In a statement, Binay also appealed to local government units not to collect penalties from those who are unable to pay real property taxes and from businesses that failed to renew their permits due to the effects of Taal’s eruption.
“We can help ease the burdens of our kababayans hit by natural calamities and a way for government agencies to show continuing concern for its members, and it is way of helping out its members during their times of need,” she said.
Binay, likewise, called on private and government banks, lending agencies, and financial institutions to defer loan payments of borrowers in areas that have been placed under a state of calamity.
“The situation calls for everyone to be more caring and compassionate. Yung pagbibigay ng loan moratorium and debt restructuring ay malaking tulong para makabangon ang ating mga kababayan,” she said.
(A loan moratorium would be of big help to those affected by the eruption).
“Compassionate care is an important component of rebuilding, and will surely make a difference,” she added.
The province of Batangas was placed under a state of calamity following the phreatic eruption of Taal Volcano over the weekend.
Under a state of calamity, the provincial government can now utilize P60 million in emergency funds to help people displaced by the catastrophe, Binay noted.
Binay, meanwhile, called on the government to enlist the help of the private sector in procuring masks as well as other supplies that would protect citizens in affected areas.
This as she blasted the “enterprising” attitude of traders and hoarders that have taken advantage of the situation and exacerbated the lack of supply.

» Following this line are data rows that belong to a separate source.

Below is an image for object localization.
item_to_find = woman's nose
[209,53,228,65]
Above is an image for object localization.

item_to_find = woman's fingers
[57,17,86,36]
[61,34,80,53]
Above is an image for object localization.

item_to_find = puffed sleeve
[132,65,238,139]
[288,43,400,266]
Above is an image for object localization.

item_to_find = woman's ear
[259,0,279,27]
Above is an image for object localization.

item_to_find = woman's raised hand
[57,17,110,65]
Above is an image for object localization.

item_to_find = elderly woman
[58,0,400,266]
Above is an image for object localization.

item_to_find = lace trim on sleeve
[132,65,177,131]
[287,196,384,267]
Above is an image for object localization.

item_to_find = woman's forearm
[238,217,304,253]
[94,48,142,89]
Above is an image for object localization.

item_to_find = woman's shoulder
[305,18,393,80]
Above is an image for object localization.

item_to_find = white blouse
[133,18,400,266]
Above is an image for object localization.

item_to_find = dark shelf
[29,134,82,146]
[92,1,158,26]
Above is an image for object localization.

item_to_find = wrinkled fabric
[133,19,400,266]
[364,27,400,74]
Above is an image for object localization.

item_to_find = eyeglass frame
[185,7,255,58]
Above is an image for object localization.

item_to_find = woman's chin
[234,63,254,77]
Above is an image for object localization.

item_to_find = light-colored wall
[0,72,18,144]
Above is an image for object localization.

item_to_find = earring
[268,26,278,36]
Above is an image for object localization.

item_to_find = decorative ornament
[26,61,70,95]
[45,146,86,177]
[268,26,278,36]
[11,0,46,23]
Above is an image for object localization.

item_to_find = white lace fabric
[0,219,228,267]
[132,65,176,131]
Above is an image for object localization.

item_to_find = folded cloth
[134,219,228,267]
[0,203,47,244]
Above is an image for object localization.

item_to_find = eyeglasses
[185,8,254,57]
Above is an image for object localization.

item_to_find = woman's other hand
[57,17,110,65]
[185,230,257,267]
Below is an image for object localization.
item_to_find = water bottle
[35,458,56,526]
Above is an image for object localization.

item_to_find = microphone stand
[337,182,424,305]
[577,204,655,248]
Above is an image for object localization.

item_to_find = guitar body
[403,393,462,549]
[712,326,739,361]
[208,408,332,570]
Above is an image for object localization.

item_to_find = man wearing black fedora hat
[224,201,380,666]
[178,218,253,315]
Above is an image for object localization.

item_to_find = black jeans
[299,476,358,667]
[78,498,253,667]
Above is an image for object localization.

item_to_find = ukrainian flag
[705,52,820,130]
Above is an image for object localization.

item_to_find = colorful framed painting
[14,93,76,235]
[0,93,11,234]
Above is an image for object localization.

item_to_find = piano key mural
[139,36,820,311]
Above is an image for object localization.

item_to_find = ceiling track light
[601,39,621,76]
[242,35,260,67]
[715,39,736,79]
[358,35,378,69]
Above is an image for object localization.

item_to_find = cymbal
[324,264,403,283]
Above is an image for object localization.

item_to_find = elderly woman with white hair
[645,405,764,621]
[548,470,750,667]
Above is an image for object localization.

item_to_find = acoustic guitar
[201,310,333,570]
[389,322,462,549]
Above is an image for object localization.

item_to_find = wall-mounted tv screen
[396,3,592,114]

She warned that there are serious repercussions for establishments that are proven to have jacked up the prices of goods during the crisis.
Permanent evacuation centers
Senator Sherwin Gatchalian, meanwhile, renewed his call for the creation of permanent evacuation centers in every municipality and city in the Philippines.
The senator pointed out that the establishment of permanent evacuation centers with the necessary facilities will address the issues encountered by evacuees in times of calamity, including congestion, exposure to hazards and lack of facilities.
Gatchalian, likewise, expressed concern that the current situation, wherein there are no permanent evacuations centers, would take a toll on students and teachers in the long run since many schools are being used as temporary shelters for displaced families.
The Department of Education (DepEd), he noted, reported there are 14 schools in three divisions under Region 4-A being used as evacuation centers.
“Nakagawian na natin na sa tuwing may sakuna sa ating bayan, ang kadalasan na ginagawa nating evacuation centers ay ang mga eskwelahan. Dahil dito, madalas naapektuhan ang pag-aaral ng mga bata kasi hindi natin alam kung kelan mananatili ang evacuees sa mga paaralan,” he said.
(We are used to utilizing schools as evacuation centers during calamities. Because of this, the education of students is usually affected because we don’t know how long the evacuees would need to stay in the schools).
Last July, the senator already filed Senate Bill No. 747 or “An Act Establishing Evacuation Centers in Every Municipality and City, Providing For The Necessary Facilities, Ensuring Their Structural Capacity, and Appropriating Funds.’
Under the bill, municipalities and cities would be mandated to construct an evacuation center for people who have been evacuated or displaced from their homes due to emergency events.
The measure also sets the minimum requirements for every evacuation center that will be established, including its location, structural capacity, suitability and capacity of premises, physical amenities, and food safety.
Over the weekend, Taal Volcano spewed a kilometer-high column of ash prompting thousands of residents in affected areas to flee their homes.
Taal Volcano is currently on Alert Level 4 which means that “hazardous explosive eruption is possible within hours to days,” according to the Philippine Institute of Volcanology and Seismology (Phivolcs).